One in a Mill-ion
The average South African going for a drive in the English countryside is after two things: something beautiful and historic to explore, and anything – anything at all – that will not wipe out the budget he or she expected to last two weeks, but which is already dwindling a couple of days into the holiday.
Pictures: Bruce Dennill.
Often, the sites that combine these characteristics are pubs – mere drinking spots in many other countries, but century-old staging posts, inns and repositories for endless yarns in a country as ancient and culturally developed as England.
Going all the way to the UK to have an old-fashioned Sunday roast for the equivalent of two or three hundred rand might seem a bit frivolous though, especially when an experience of similar value is available down the road, relatively speaking.
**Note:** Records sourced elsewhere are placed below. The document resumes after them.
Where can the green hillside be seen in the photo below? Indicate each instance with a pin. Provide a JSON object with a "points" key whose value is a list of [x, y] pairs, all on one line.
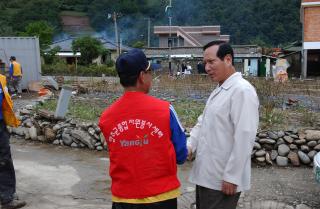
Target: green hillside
{"points": [[272, 22]]}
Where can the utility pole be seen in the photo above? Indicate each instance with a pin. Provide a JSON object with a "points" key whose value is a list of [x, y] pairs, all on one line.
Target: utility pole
{"points": [[169, 13], [116, 34], [149, 24]]}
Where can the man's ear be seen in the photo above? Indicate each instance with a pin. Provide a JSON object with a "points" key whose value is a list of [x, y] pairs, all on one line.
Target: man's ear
{"points": [[141, 77], [228, 59]]}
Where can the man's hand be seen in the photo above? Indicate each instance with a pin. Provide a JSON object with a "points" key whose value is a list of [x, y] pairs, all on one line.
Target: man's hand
{"points": [[189, 153], [228, 188]]}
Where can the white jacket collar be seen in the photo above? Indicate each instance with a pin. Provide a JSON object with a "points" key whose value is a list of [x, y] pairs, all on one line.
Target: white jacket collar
{"points": [[231, 80]]}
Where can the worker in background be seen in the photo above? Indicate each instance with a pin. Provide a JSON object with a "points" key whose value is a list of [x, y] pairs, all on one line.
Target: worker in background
{"points": [[15, 76], [7, 172]]}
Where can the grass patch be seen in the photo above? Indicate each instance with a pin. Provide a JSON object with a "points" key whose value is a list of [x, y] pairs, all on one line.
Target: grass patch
{"points": [[73, 13], [82, 110], [188, 111]]}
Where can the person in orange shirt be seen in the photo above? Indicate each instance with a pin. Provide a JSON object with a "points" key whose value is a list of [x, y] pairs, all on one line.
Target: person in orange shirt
{"points": [[7, 172], [145, 141], [15, 75]]}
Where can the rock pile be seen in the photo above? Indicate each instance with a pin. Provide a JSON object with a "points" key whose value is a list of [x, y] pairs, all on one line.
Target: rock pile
{"points": [[63, 132], [282, 148], [286, 147]]}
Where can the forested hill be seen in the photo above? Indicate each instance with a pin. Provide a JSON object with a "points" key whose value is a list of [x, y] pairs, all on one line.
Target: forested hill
{"points": [[265, 22]]}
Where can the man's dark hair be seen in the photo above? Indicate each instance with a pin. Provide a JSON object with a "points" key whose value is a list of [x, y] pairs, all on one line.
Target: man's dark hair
{"points": [[224, 49]]}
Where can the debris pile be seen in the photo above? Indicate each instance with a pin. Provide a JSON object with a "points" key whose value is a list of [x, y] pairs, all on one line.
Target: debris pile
{"points": [[41, 126], [286, 147]]}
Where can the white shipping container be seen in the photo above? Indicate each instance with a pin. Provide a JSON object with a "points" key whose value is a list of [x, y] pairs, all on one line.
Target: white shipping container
{"points": [[27, 52]]}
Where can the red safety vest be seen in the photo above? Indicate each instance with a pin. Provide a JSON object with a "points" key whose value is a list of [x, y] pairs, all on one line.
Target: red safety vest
{"points": [[142, 156]]}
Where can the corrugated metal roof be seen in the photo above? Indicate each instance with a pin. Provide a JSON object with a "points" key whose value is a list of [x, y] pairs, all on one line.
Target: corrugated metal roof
{"points": [[27, 52]]}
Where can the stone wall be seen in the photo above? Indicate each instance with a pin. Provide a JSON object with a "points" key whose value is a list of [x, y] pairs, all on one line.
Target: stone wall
{"points": [[282, 148]]}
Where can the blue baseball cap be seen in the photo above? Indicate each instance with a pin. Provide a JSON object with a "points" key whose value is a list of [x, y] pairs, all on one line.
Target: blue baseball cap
{"points": [[132, 62]]}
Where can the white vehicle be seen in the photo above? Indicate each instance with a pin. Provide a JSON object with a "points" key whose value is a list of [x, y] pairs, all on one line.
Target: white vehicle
{"points": [[316, 167]]}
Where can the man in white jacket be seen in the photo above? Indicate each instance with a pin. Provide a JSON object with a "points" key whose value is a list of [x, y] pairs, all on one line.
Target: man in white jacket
{"points": [[224, 135]]}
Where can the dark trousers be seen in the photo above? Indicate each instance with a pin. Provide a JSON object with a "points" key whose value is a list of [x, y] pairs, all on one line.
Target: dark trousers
{"points": [[7, 173], [167, 204], [213, 199]]}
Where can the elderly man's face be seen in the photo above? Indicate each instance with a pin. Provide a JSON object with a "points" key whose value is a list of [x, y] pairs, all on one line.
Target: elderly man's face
{"points": [[214, 66]]}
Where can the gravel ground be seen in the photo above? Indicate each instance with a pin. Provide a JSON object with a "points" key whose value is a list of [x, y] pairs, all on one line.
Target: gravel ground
{"points": [[51, 176]]}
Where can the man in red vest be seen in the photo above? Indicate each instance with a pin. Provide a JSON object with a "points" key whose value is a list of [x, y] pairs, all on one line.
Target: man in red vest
{"points": [[145, 141]]}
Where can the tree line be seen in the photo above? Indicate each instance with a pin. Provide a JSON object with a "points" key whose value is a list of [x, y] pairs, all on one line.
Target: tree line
{"points": [[267, 23]]}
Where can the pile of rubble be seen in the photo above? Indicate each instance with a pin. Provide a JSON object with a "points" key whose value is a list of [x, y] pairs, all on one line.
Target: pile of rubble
{"points": [[274, 147], [39, 126], [284, 147]]}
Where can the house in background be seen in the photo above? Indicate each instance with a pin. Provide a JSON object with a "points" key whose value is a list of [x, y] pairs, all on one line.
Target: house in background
{"points": [[67, 53], [185, 44], [310, 18], [188, 36], [27, 52], [247, 58]]}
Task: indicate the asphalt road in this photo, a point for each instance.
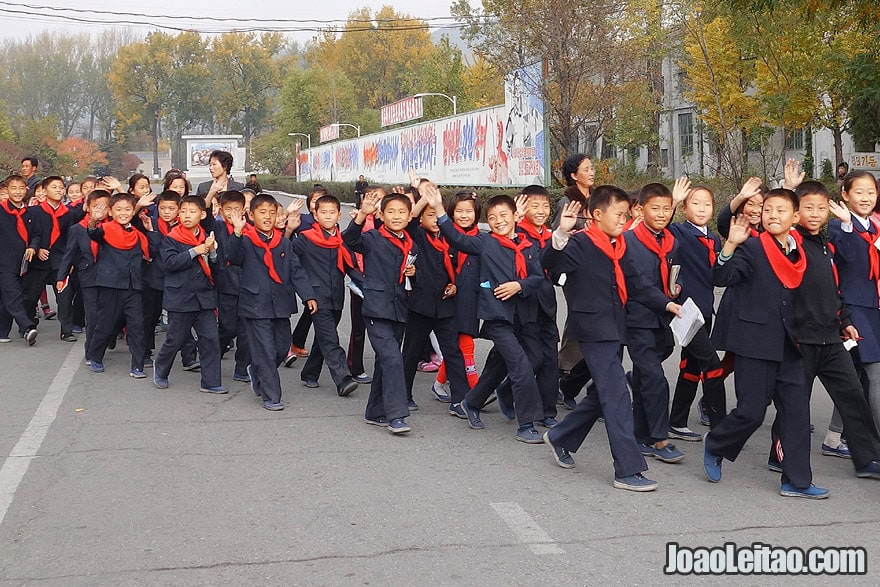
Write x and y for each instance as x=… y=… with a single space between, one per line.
x=110 y=481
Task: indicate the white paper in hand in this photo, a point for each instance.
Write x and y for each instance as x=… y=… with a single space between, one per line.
x=684 y=327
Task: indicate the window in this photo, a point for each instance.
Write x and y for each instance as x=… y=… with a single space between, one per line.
x=794 y=140
x=686 y=134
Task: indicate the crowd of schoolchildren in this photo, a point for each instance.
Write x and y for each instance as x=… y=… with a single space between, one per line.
x=227 y=264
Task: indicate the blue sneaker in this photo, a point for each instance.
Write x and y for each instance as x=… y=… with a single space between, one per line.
x=811 y=492
x=667 y=454
x=637 y=482
x=841 y=450
x=472 y=415
x=529 y=435
x=219 y=389
x=160 y=382
x=869 y=471
x=561 y=455
x=254 y=387
x=711 y=463
x=398 y=426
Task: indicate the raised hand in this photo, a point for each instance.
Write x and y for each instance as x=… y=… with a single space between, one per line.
x=792 y=174
x=569 y=216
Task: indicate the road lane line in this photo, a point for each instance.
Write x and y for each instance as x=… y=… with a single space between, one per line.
x=16 y=464
x=526 y=528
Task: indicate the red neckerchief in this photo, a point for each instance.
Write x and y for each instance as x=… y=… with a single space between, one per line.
x=125 y=238
x=614 y=252
x=521 y=270
x=319 y=238
x=439 y=243
x=186 y=236
x=20 y=225
x=788 y=272
x=92 y=244
x=254 y=236
x=55 y=214
x=542 y=236
x=461 y=259
x=873 y=253
x=165 y=227
x=649 y=240
x=404 y=244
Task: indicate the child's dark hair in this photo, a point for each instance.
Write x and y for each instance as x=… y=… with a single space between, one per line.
x=812 y=188
x=784 y=193
x=169 y=196
x=653 y=190
x=195 y=201
x=132 y=181
x=261 y=199
x=224 y=158
x=394 y=197
x=45 y=183
x=328 y=199
x=231 y=197
x=605 y=195
x=501 y=200
x=464 y=197
x=536 y=190
x=122 y=197
x=852 y=176
x=700 y=188
x=97 y=194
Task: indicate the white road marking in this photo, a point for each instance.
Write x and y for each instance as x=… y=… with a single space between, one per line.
x=16 y=464
x=526 y=528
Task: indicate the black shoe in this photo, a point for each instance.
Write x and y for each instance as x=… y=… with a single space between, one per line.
x=347 y=386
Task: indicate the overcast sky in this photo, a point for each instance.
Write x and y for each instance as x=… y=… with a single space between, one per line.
x=14 y=24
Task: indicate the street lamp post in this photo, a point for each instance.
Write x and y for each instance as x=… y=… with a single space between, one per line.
x=357 y=128
x=453 y=99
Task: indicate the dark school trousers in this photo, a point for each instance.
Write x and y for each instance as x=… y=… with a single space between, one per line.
x=12 y=305
x=92 y=310
x=269 y=340
x=699 y=362
x=610 y=400
x=418 y=330
x=511 y=342
x=180 y=326
x=757 y=383
x=358 y=337
x=326 y=347
x=230 y=326
x=116 y=304
x=648 y=348
x=834 y=368
x=388 y=390
x=544 y=360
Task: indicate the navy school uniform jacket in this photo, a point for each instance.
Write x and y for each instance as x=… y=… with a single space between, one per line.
x=430 y=279
x=851 y=256
x=187 y=288
x=647 y=264
x=385 y=296
x=260 y=296
x=78 y=254
x=696 y=266
x=497 y=266
x=759 y=320
x=320 y=265
x=596 y=313
x=11 y=246
x=42 y=222
x=118 y=268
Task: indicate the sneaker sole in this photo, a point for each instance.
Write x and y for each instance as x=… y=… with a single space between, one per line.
x=636 y=488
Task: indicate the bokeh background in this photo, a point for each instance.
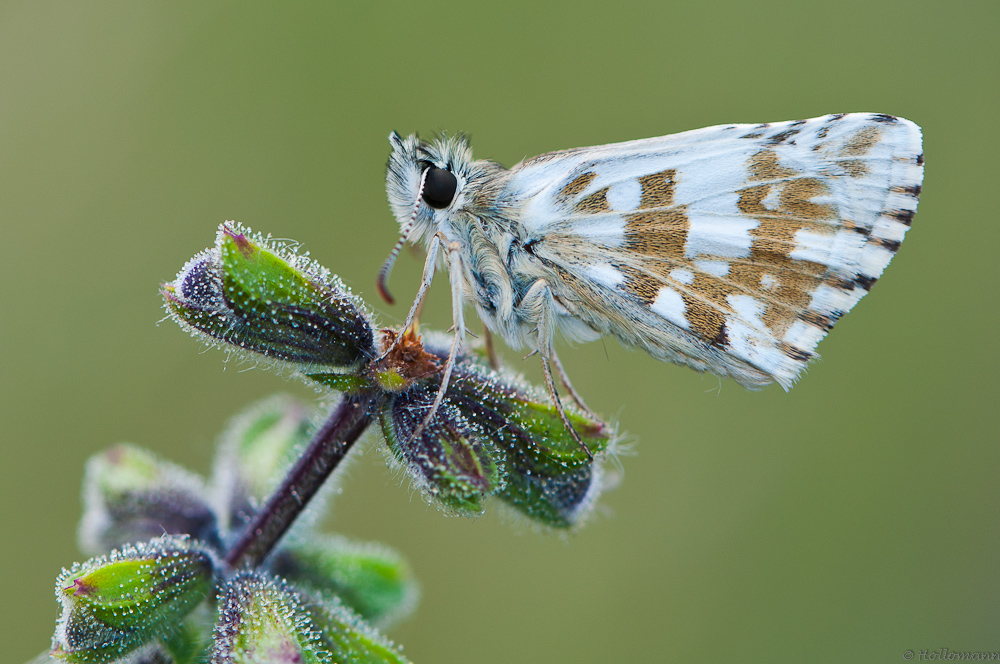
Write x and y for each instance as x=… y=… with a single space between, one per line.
x=850 y=520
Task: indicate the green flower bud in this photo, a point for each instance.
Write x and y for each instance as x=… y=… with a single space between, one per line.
x=493 y=435
x=370 y=578
x=262 y=621
x=258 y=295
x=113 y=605
x=130 y=495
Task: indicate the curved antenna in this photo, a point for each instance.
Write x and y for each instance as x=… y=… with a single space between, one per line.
x=383 y=275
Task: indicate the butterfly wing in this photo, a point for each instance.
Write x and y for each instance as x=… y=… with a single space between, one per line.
x=732 y=249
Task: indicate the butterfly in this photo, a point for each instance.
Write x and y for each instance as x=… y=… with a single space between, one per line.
x=731 y=249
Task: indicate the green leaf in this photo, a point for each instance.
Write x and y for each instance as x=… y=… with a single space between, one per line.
x=370 y=578
x=258 y=295
x=257 y=448
x=131 y=495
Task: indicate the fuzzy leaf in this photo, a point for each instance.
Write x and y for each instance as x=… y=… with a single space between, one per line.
x=130 y=495
x=370 y=578
x=257 y=448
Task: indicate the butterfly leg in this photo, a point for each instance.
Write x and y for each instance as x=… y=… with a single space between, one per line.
x=564 y=379
x=418 y=300
x=539 y=305
x=491 y=351
x=457 y=302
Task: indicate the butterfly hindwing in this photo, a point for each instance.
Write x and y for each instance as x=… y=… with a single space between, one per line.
x=733 y=249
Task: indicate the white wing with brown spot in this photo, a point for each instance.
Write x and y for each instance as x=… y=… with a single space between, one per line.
x=733 y=249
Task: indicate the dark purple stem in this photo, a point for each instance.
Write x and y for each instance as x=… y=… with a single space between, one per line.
x=328 y=447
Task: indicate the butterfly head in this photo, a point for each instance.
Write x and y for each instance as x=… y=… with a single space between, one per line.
x=425 y=182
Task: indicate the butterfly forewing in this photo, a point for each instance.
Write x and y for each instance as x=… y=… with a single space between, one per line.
x=733 y=249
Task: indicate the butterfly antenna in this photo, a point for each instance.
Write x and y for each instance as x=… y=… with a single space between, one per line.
x=383 y=275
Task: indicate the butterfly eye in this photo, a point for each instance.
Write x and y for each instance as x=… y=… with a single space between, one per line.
x=439 y=187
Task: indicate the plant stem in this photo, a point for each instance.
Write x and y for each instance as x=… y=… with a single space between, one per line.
x=328 y=447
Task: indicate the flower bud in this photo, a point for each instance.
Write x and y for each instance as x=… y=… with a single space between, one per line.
x=115 y=604
x=260 y=296
x=130 y=495
x=257 y=448
x=493 y=435
x=261 y=621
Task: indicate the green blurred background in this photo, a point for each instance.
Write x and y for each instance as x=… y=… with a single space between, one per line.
x=847 y=521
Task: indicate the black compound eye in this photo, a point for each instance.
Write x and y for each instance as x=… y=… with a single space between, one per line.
x=439 y=187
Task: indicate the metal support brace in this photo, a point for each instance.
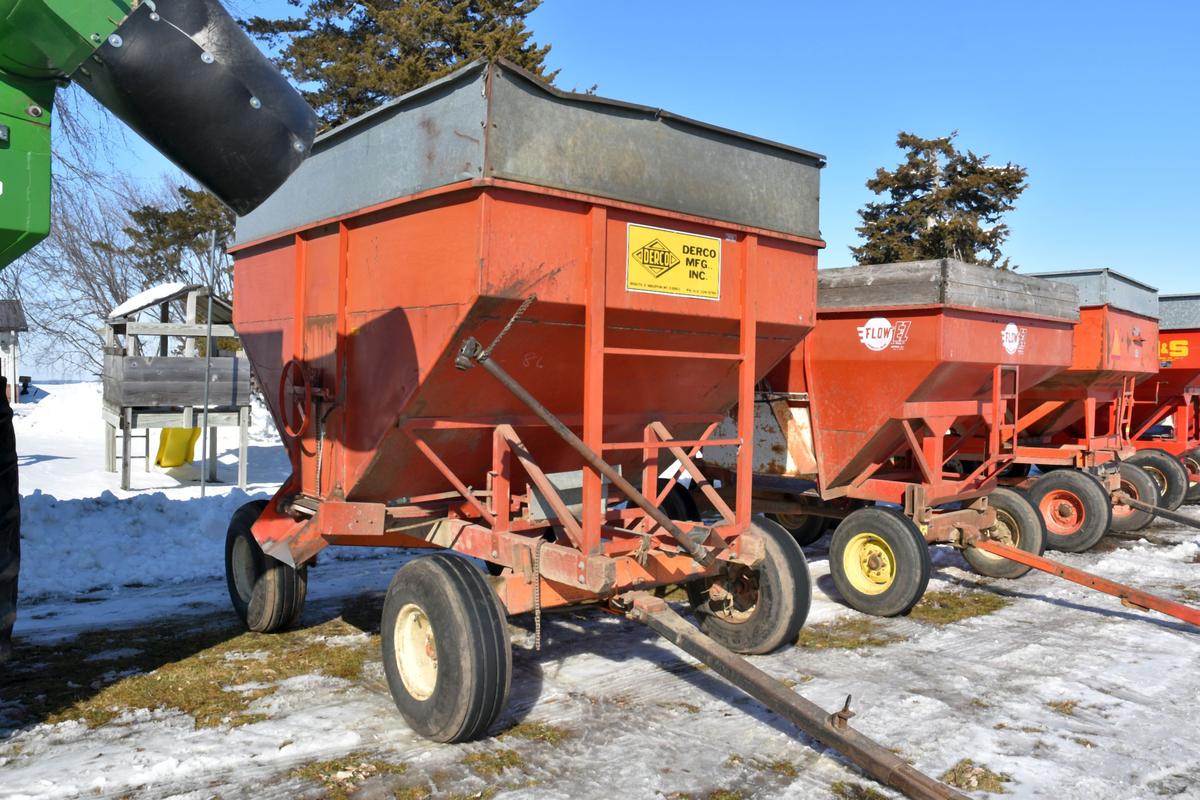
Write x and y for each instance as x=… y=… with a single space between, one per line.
x=1128 y=595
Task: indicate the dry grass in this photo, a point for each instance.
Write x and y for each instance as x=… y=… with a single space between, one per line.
x=847 y=633
x=492 y=763
x=972 y=777
x=343 y=776
x=1066 y=708
x=544 y=732
x=947 y=607
x=198 y=669
x=847 y=791
x=783 y=767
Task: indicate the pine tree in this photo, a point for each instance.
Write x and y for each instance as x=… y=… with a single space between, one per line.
x=941 y=203
x=175 y=242
x=357 y=54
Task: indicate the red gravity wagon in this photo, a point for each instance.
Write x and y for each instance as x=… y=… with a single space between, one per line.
x=484 y=316
x=1165 y=417
x=859 y=413
x=1075 y=426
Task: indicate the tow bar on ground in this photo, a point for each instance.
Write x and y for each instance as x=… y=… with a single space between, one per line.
x=1128 y=595
x=831 y=729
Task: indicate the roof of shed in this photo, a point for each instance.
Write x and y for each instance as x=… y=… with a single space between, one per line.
x=222 y=310
x=12 y=316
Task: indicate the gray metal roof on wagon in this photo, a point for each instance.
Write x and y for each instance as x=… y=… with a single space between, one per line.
x=1104 y=287
x=945 y=281
x=495 y=120
x=1179 y=312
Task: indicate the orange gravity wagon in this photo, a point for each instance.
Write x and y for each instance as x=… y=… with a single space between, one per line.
x=486 y=316
x=852 y=426
x=1165 y=416
x=1074 y=426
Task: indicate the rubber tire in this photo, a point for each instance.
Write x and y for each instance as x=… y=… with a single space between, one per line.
x=1030 y=535
x=785 y=595
x=471 y=635
x=1192 y=465
x=10 y=524
x=1093 y=498
x=1145 y=489
x=274 y=600
x=913 y=561
x=1174 y=485
x=679 y=505
x=808 y=531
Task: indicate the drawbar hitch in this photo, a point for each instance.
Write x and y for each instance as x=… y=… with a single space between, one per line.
x=831 y=729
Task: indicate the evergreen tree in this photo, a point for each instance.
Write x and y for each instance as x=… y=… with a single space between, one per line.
x=357 y=54
x=175 y=242
x=941 y=203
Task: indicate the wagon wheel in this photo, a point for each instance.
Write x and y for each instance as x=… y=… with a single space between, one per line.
x=1138 y=485
x=756 y=611
x=267 y=594
x=1192 y=463
x=1075 y=509
x=880 y=561
x=295 y=417
x=1169 y=474
x=445 y=648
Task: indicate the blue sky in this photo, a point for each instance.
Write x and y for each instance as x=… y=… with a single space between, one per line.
x=1099 y=101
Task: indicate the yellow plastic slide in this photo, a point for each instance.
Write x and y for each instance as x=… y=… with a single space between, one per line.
x=177 y=446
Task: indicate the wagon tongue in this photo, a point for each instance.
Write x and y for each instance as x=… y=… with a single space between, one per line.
x=831 y=729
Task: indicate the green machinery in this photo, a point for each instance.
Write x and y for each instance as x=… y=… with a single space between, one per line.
x=179 y=72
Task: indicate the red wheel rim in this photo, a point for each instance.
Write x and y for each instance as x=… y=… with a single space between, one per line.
x=1063 y=512
x=1120 y=509
x=295 y=400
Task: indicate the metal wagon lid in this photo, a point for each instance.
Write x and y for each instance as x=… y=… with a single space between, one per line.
x=1179 y=312
x=945 y=282
x=1105 y=287
x=493 y=120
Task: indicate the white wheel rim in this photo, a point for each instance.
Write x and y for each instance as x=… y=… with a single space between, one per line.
x=417 y=654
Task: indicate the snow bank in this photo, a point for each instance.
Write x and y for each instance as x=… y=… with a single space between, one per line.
x=108 y=543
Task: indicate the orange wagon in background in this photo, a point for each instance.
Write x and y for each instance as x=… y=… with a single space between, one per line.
x=859 y=413
x=1165 y=416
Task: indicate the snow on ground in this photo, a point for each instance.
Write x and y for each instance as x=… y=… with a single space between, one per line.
x=1065 y=690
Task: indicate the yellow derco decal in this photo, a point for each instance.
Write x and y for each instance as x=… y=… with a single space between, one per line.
x=671 y=262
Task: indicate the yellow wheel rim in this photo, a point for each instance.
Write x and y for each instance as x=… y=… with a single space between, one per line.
x=869 y=564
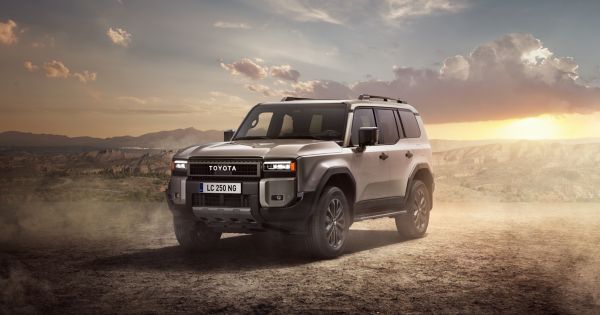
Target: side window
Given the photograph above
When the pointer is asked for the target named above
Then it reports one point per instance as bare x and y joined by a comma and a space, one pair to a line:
287, 127
399, 124
388, 130
363, 117
259, 126
316, 124
410, 124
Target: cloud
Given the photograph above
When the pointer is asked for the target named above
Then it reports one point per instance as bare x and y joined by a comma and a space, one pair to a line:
402, 9
139, 100
512, 76
7, 32
285, 72
221, 24
85, 76
246, 67
303, 11
261, 88
46, 41
56, 69
29, 66
119, 36
351, 12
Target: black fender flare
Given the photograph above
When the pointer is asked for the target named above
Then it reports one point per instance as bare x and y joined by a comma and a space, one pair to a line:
411, 178
326, 177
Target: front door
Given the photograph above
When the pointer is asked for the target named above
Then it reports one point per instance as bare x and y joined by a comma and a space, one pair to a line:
371, 171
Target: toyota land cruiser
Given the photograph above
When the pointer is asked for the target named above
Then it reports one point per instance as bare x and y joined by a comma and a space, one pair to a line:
310, 167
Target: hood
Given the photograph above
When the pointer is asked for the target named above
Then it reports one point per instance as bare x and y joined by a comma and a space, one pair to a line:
261, 148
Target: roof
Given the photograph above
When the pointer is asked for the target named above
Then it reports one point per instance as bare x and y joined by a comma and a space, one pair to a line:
352, 103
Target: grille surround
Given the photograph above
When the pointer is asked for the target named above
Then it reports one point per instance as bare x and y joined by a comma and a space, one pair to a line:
244, 168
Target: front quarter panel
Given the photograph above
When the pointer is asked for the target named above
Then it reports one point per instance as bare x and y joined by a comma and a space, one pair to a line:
312, 169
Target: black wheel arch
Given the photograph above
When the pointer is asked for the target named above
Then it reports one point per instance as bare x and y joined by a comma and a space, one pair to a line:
421, 172
338, 176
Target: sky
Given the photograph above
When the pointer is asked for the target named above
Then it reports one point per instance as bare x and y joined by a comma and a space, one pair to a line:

Caversham Mill, between Balgowan and Curry’s Post, was the site of the first water-driven mill in KwaZulu-Natal, built in the mid-1850s by brothers Richard and James Hodson. That sort of vintage is about as good as it gets for such structures in our relatively young country. It’s more than enough to give visitors staying at the Manor House a sense of the area’s history.
But the pure intellectual interest that it provides won’t necessarily translate to the sort of ambience Midland Meanderers are after when they schedule a stopover at the property’s restaurant for a long, lazy lunch. What makes Caversham Mill a non-negotiable stopover on a tour of the area is its situation on a bank overlooking a picturesque waterfall on one side, and the ruins of the original mill on the other.
It’s necessary to book, as the locals are as enthusiastic about the place as the holiday settlers from Gauteng or other similarly vista-starved locations. There are a couple of picnic tables out on the lawn, a number of highly sought-after, more formal tables on the patio and a selection of perfectly fine options inside, from which you can still see the view, though only through the filter provided by the heads of your fellow di-ners, bobbing up and down as they tuck into their food.
Said food is of the same wholesome, but elegantly presented, sort served up in the hipster venues that have appropriated the venerable shells of those Olde English public houses, and without the side order of snootiness that sometimes comes free, whether you want it or not, in similar establishments abroad.
Dishes aren’t cheap, but they’re not annoyingly over-priced, either, and the portion sizes are enough to keep you busy for the time it takes to string out a conversation as an alternative to going and doing something more responsible. Craft beers (including something called a “Naked Mexican”: be sure to shout your order for that one out loud…) and real cider – the fermented, slightly sour sort– also beg to be nursed, rather than chugged.
The Caversham Mill Restaurant is the sort of place you’ll return to again and again. Get that initial meet and greet out of the way and you’ll quickly enjoy the sense of familiarity that comes with being a regular – including knowing, based on the behaviour of the owner’s scruffy terrier, when the next thunderstorm is due.